Moral injury is just one of many of the things healthcare professionals experience and it forms part of a wider ambit of personal, emotional and psychological challenges that we can go through if we don’t feel supported. Yes, we can feel moral injury, but we can also experience fatigue, depression, stress, anxiety – and burnout.

Expectations as a health professional in what we hope to achieve, how we envision what ‘ideal’ healthcare looks like from those early years as a student, and the reality of the day-to-day challenges of patient care, can leave us feeling disillusioned. Unsupported, it can wear us down mentally and physically, and more often than not, it’s a daily struggle.

The issue is compounded by the fact that most doctors are high achievers or type A personalities, so when we’re not achieving a certain standard or meeting our own expectations of success, we can quickly feel like failures. Every day, we go home feeling we haven’t reached our potential in achieving our ‘ideal’ standard of health care, if we’re working in a system doesn’t support that. From the very early years, we’re expected to work at a very high level – and put in extremely long hours. If this is against a backdrop of administrative inefficiencies and lack of peer support, it’s no wonder that over time, this ends up eroding away at us, impacting our mental and physical health.

Having the right support structure

It’s important we start giving health professionals the right support structures to pave the way in achieving their vision for ‘ideal’ healthcare now, and for the future. Already, we’re seeing the appointments of ‘Wellness Officers’, such as Australia’s first Chief Medical Wellness Officer, Dr Bethan Richards from Sydney Local Health District, whose role is to offer a cultural and systematic change in the hospital system, with the aim of  reducing stress and burnout among junior and senior doctors. It’s the nation’s first wellness program for doctors, based on the world-leading Stanford University model.

While this a fantastic move, it’s still very much an industry exception and not yet the ‘norm’, which demonstrates we still have a long way to go in order to reach the appropriate level of support the wider health community needs.  

Moving away from ‘mandatory reporting’

Compounding the issue further is the concept of mandatory reporting.

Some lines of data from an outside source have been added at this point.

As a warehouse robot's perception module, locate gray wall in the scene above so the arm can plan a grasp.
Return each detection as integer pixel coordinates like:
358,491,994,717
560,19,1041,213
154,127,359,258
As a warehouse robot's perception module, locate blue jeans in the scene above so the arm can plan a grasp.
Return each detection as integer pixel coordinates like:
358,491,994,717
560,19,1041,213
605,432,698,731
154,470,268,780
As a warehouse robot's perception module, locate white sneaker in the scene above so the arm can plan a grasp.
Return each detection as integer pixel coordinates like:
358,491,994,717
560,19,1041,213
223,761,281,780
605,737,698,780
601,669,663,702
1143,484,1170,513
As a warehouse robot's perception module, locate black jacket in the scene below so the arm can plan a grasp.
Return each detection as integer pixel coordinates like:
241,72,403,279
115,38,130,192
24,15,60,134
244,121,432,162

One of the dangers of mandatory reporting of doctors seeking help for mental health is that it will deter doctors to get the help they really need. Doctors who would otherwise seek help, will fear their treating doctor could report them as a risk to patients.

On top of this, the RACGP’s concern with this legislation is that it puts too much pressure on treating clinicians to decide what issues are significant. If this law passes, treating clinicians may be forced to report things that perhaps do not even need to be reported.

Any situation that discourages medical practitioners from seeking vital help is a bad outcome – not only for the doctor, but also for their patients. Doctors are human beings and have the right and expectation to receive treatment like any other professional, without fear of prejudice. No other profession is subject to these laws – not even those who have public safety in their hands.

How technology can help

The role of technology in all of this is to make life easier for doctors, not harder, so doctors can focus on their patients, and not their paperwork.  With the right systems and process in place, we can efficiently manage our electronic medical records and clinical notes, streamline our workflow and ease the administrative burden on ourselves and our team.

We can re-ignite closer teamwork and real-time collaboration, by leveraging the power of interoperability and the cloud.  Most importantly, we can and offer more flexible and personalised patient care and help achieve what our vision for ‘ideal’ healthcare looks like now, and for the future.